Pero la complejidad de una política lingüística legítima y eficaz como la que propugno –una política lingüística de fomento del euskera y respeto a todas las lenguas y a las opciones lingüísticas personales de sus hablantes– no radica, como parece sugerir Ruiz Soroa, en la manera de dilucidar si “el poder público tiene derecho a convertirle [al monolingüe] coactivamente en bilingüe”. De hecho, si algún derecho asiste al poder público, éste es el de allanar los obstáculos que la cohesión social halle en su avance, y lo que propongo en Babel o barbarie es, precisamente, que la superación de esos obstáculos en materia lingüística se base más en la persuasión y el máximo consenso social, que en meros procedimientos coercitivos. Ahí estriba la complejidad de la tarea.
No es aceptable que las personas bilingües vean mermados sus derechos por el hecho de serlo. Al bilingüe no cabe imponerle el uso del castellano “porque también sabe castellano”, pues sólo a él le corresponde el derecho de optar entre ambas lenguas. Es decir, la condición de bilingüe no puede acarrear una duplicación de obligaciones y una restricción de derechos.
Dicho de otro modo: cualquier adulto puede negarse a utilizar el euskera y a aprenderlo, pero no puede pretender que la política lingüística que la mayoría social demanda se base en esa actitud de rechazo práctico hacia una de las lenguas oficiales de la comunidad. Ni mucho menos puede pretender que los responsables de encauzar la política lingüística renuncien a hacer de ella una contribución a la armonía y cohesión social, y no una herramienta de restricción de derechos.
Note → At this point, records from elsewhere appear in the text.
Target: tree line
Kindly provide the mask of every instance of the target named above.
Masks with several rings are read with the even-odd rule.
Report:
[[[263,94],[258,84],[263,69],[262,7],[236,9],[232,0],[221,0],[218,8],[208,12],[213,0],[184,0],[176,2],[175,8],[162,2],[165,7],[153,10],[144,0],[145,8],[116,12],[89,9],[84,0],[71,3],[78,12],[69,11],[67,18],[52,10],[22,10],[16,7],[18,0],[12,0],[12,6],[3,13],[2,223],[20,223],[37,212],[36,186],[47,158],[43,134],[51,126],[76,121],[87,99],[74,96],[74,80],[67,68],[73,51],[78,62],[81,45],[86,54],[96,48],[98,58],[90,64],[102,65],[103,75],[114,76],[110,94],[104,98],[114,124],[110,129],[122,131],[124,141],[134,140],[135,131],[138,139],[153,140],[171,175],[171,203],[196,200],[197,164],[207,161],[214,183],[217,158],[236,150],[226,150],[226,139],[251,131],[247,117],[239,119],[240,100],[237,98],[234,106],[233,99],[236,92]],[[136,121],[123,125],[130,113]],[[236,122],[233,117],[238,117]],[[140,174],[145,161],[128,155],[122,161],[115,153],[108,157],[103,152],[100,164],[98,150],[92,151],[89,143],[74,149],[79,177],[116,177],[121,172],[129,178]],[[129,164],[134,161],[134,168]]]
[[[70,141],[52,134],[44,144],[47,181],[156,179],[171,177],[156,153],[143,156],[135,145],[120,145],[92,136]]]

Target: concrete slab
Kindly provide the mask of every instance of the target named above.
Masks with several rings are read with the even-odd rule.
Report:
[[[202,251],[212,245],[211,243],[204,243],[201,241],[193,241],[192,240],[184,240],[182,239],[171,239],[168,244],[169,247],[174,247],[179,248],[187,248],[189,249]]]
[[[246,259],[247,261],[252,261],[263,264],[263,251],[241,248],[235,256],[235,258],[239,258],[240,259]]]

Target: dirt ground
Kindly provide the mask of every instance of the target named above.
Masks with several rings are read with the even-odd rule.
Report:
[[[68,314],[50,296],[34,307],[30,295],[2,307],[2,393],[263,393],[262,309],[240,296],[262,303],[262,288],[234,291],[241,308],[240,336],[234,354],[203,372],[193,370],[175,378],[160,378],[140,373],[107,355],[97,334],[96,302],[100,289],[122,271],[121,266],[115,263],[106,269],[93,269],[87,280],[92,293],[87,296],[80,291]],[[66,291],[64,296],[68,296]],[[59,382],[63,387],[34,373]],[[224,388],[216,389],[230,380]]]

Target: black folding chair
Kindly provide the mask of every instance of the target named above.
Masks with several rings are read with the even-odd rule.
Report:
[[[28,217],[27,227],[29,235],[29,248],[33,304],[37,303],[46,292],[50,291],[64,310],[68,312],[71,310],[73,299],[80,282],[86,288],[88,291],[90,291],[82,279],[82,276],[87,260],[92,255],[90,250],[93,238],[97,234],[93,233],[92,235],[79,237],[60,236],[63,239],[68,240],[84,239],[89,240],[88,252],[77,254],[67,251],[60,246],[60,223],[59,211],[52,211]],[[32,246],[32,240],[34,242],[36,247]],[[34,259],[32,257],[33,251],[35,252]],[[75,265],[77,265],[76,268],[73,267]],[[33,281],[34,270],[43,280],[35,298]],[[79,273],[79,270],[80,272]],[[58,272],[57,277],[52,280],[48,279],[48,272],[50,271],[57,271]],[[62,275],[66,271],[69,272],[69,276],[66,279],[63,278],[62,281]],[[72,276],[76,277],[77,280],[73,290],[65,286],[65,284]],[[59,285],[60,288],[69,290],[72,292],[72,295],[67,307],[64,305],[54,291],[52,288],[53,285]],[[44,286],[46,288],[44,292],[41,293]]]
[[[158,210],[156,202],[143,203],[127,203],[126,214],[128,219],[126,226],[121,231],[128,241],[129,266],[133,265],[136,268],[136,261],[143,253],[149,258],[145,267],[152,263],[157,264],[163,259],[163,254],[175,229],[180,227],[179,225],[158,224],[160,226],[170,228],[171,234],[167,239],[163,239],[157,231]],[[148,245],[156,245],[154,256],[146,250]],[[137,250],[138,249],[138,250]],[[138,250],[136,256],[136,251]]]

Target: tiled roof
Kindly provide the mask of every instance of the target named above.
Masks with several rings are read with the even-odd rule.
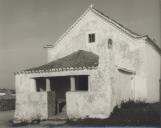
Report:
[[[58,72],[64,70],[95,69],[98,66],[98,56],[92,52],[79,50],[48,64],[26,69],[22,73]]]

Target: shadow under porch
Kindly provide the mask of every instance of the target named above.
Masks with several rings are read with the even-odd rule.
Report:
[[[37,92],[54,92],[48,97],[48,115],[66,114],[66,92],[87,91],[88,75],[35,78]],[[50,94],[50,93],[49,93]],[[53,103],[54,102],[54,103]],[[66,116],[66,115],[65,115]]]

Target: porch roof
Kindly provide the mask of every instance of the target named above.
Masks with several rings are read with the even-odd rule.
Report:
[[[17,72],[17,74],[93,69],[98,66],[98,58],[99,57],[92,52],[79,50],[48,64],[26,69]]]

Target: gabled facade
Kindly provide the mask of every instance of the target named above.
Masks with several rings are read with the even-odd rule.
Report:
[[[108,118],[123,101],[159,101],[160,48],[93,7],[46,48],[48,64],[15,75],[17,119]]]

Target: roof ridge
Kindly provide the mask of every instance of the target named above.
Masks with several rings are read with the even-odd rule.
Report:
[[[64,34],[62,34],[58,40],[50,45],[46,45],[44,48],[52,48],[54,46],[56,46],[71,30],[72,28],[79,22],[81,21],[81,19],[87,14],[88,11],[92,11],[94,12],[96,15],[100,16],[101,18],[105,19],[106,21],[108,21],[109,23],[113,24],[114,26],[116,26],[117,28],[119,28],[120,30],[122,30],[123,32],[125,32],[126,34],[130,35],[133,38],[143,38],[146,37],[147,35],[139,35],[135,32],[133,32],[132,30],[128,29],[127,27],[123,26],[122,24],[118,23],[116,20],[111,19],[110,17],[108,17],[107,15],[103,14],[102,12],[98,11],[93,4],[91,4],[85,11],[84,13],[78,18],[76,19],[76,21],[67,28],[67,30],[64,32]]]

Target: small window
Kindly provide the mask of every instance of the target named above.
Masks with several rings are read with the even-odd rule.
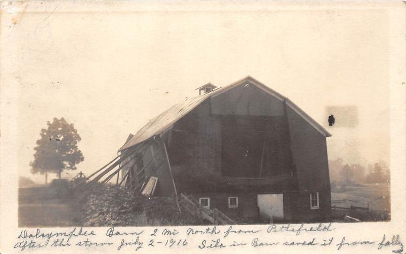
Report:
[[[228,198],[228,208],[234,208],[238,207],[238,198],[236,197],[230,197]]]
[[[210,208],[210,198],[200,198],[199,203],[207,208]]]
[[[319,193],[310,193],[310,209],[319,209]]]

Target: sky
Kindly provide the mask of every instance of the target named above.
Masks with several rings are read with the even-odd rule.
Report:
[[[16,85],[3,103],[16,109],[19,175],[44,181],[29,164],[41,129],[54,117],[74,124],[85,158],[62,176],[87,175],[116,156],[129,133],[197,96],[195,88],[247,75],[332,134],[329,159],[389,163],[389,24],[382,9],[79,3],[3,6],[2,21],[12,22],[3,22],[1,69]],[[355,124],[339,124],[340,116]]]

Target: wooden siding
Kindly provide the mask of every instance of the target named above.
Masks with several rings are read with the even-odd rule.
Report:
[[[212,97],[212,113],[240,116],[282,116],[283,101],[256,86],[243,83]]]
[[[154,195],[170,197],[175,194],[175,189],[172,183],[167,160],[162,146],[163,144],[158,141],[153,142],[149,148],[146,150],[143,159],[144,162],[149,161],[155,153],[159,151],[159,153],[155,156],[156,161],[158,163],[155,165],[159,166],[156,171],[152,175],[158,177]]]

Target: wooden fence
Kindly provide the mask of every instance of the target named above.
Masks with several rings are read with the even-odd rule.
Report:
[[[181,193],[179,205],[182,210],[193,215],[200,224],[206,220],[215,225],[236,225],[231,219],[217,208],[211,209],[204,207],[191,195],[186,196]]]
[[[355,206],[355,205],[350,205],[349,207],[343,207],[342,206],[336,206],[333,205],[331,206],[331,209],[343,209],[345,210],[365,210],[366,211],[369,210],[369,204],[367,205],[366,207],[362,207],[361,206]]]

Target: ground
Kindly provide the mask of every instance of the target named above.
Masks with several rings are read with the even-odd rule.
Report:
[[[339,187],[331,191],[331,206],[349,208],[350,206],[368,207],[368,211],[333,209],[334,220],[340,220],[346,214],[365,221],[390,220],[390,185],[389,184],[368,184],[356,186]]]
[[[48,187],[20,188],[18,192],[19,227],[71,227],[80,225],[73,200],[48,198]]]

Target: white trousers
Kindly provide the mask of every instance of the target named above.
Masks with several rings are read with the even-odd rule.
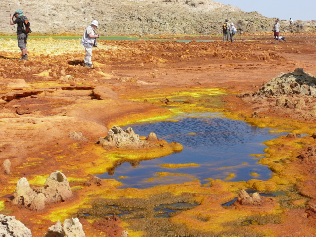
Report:
[[[91,58],[92,57],[92,48],[84,47],[85,49],[85,57],[84,58],[84,62],[85,63],[92,64]]]

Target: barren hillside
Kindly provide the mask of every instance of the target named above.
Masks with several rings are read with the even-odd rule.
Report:
[[[93,19],[99,21],[98,32],[105,35],[220,34],[226,19],[234,22],[238,33],[270,32],[275,19],[209,0],[0,2],[2,35],[15,34],[15,26],[9,25],[9,14],[17,8],[29,18],[34,34],[45,35],[81,35]],[[288,21],[280,20],[283,32],[316,31],[314,21],[296,21],[290,26]]]

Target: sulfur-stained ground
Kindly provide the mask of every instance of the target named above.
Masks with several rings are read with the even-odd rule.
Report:
[[[236,97],[298,67],[316,75],[316,36],[285,36],[287,42],[276,43],[267,34],[237,36],[233,43],[219,37],[188,43],[99,40],[90,69],[83,67],[79,39],[30,39],[29,59],[23,62],[17,60],[16,41],[0,39],[0,164],[7,159],[12,164],[9,175],[0,174],[0,213],[15,216],[36,237],[43,236],[58,220],[76,217],[87,237],[119,236],[124,229],[135,237],[316,236],[316,214],[310,208],[316,197],[316,142],[310,136],[316,131],[316,118],[305,120],[269,101]],[[74,79],[66,81],[67,75]],[[15,79],[24,79],[28,87],[19,87]],[[94,90],[102,90],[100,86],[106,90],[99,99]],[[260,111],[259,118],[251,118],[254,110]],[[107,152],[95,143],[113,125],[214,111],[303,135],[266,142],[264,155],[257,156],[273,172],[267,181],[215,180],[206,186],[196,181],[143,190],[118,188],[120,180],[114,179],[83,184],[118,163],[137,165],[182,149],[161,142],[156,150]],[[82,132],[88,140],[70,139],[71,131]],[[20,178],[41,186],[57,170],[70,181],[70,200],[36,212],[8,201]],[[222,205],[244,189],[283,192],[270,198],[274,204]],[[175,211],[168,218],[161,207],[158,211],[163,216],[157,217],[154,209],[175,203],[188,206],[170,207]],[[100,224],[109,208],[120,220]]]

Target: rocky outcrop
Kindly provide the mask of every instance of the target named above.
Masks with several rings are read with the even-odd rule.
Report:
[[[20,7],[18,2],[13,1],[1,8],[0,22],[7,21],[8,12],[12,13]],[[99,21],[98,33],[112,35],[222,34],[222,25],[226,18],[234,23],[238,34],[271,32],[276,19],[207,0],[30,0],[24,3],[22,10],[31,23],[32,34],[48,35],[66,33],[81,36],[96,15]],[[65,14],[70,12],[76,17]],[[51,20],[52,17],[54,21]],[[313,21],[295,21],[291,25],[286,20],[280,20],[279,22],[282,32],[316,30],[316,23]],[[0,33],[13,34],[15,31],[15,27],[3,24]]]
[[[316,96],[316,77],[305,73],[301,68],[294,72],[281,73],[273,78],[259,90],[255,96],[258,98],[270,96]],[[276,105],[284,106],[288,100],[281,97],[276,100]],[[295,106],[298,108],[305,106],[305,102],[301,100]]]
[[[52,173],[40,188],[31,188],[26,178],[22,178],[18,181],[14,195],[12,204],[38,210],[44,209],[46,204],[65,201],[72,193],[66,176],[57,171]]]
[[[286,137],[287,137],[288,138],[296,139],[296,133],[295,133],[295,132],[290,132],[288,134],[287,134],[287,135],[286,136]]]
[[[128,232],[121,227],[121,220],[115,216],[107,216],[92,225],[95,229],[106,233],[109,237],[127,237],[128,236]]]
[[[106,100],[107,99],[118,99],[118,94],[109,88],[97,86],[94,87],[92,92],[98,100]]]
[[[277,203],[272,198],[262,197],[258,192],[249,195],[244,190],[240,190],[239,197],[234,203],[235,208],[246,209],[254,212],[269,212],[277,206]]]
[[[149,142],[155,142],[158,141],[158,138],[157,138],[156,134],[154,133],[153,132],[151,132],[146,138],[146,140]]]
[[[0,214],[0,236],[5,237],[31,237],[31,230],[15,217]]]
[[[137,150],[156,146],[147,141],[141,140],[138,135],[135,134],[131,127],[123,130],[116,126],[113,126],[109,130],[107,136],[100,137],[96,144],[101,145],[106,150],[118,148]]]
[[[6,159],[2,164],[2,169],[5,174],[9,175],[11,172],[11,161],[8,159]]]
[[[64,221],[64,227],[59,221],[48,228],[45,237],[85,237],[82,225],[78,218],[67,219]]]
[[[78,133],[77,132],[72,131],[68,133],[68,137],[72,139],[75,140],[76,141],[88,141],[88,139],[84,137],[82,135],[82,133],[81,132],[79,132]]]
[[[62,84],[74,84],[79,81],[79,80],[75,79],[71,75],[66,75],[63,77]]]
[[[29,87],[25,81],[23,79],[14,79],[11,82],[9,82],[7,85],[8,88],[25,88]]]
[[[240,205],[248,206],[256,206],[262,205],[264,202],[264,198],[258,192],[249,195],[245,190],[242,190],[239,192],[239,197],[237,202]]]

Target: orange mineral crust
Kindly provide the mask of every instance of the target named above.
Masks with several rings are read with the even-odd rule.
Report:
[[[99,40],[91,69],[79,39],[30,38],[24,61],[16,40],[1,39],[0,220],[14,216],[35,237],[69,225],[91,237],[316,236],[316,36],[285,36]],[[210,173],[205,185],[137,189],[123,186],[124,175],[95,176],[182,151],[133,123],[209,112],[283,133],[249,154],[270,178]],[[193,157],[160,166],[168,172],[142,182],[199,165]]]

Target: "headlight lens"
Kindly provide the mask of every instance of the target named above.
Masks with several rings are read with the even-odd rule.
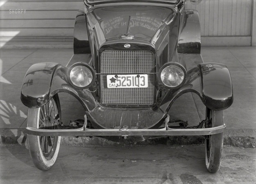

La política lingüística se ha abordado entre nosotros durante estas tres décadas, no sin problemas, no sin disfunciones, pero en un clima de integración y con un sentido de la moderación elogiados en todo el mundo. Entre todos hemos conseguido que las luces prevalezcan claramente sobre las sombras, se mire por donde se mire. No echemos a perder ese enorme capital de avance del euskera en concordia y entendimiento. Poco o nada bueno aportan las actitudes negativas o displicentes ante las lenguas diferentes a la que cada cual considere propia. Poco o nada bueno aporta el observar la diversidad lingüística como una anomalía. La cohesión social exige de todos nosotros un serio compromiso con la diversidad, también en materia lingüística, ejerciendo los derechos pero asumiendo las obligaciones, porque sabido es que los derechos sin sus correlativas obligaciones no son derechos, sino privilegios.
Hagamos el camino sin imponer usos ni privilegios lingüísticos propios de anhelos monolingüistas, sin impedir el ejercicio de los derechos lingüísticos reconocidos a la ciudadanía vasca y reclamados mayoritariamente por ella. Será, sin duda, una contribución histórica del pueblo vasco a la historia moderna de la democracia.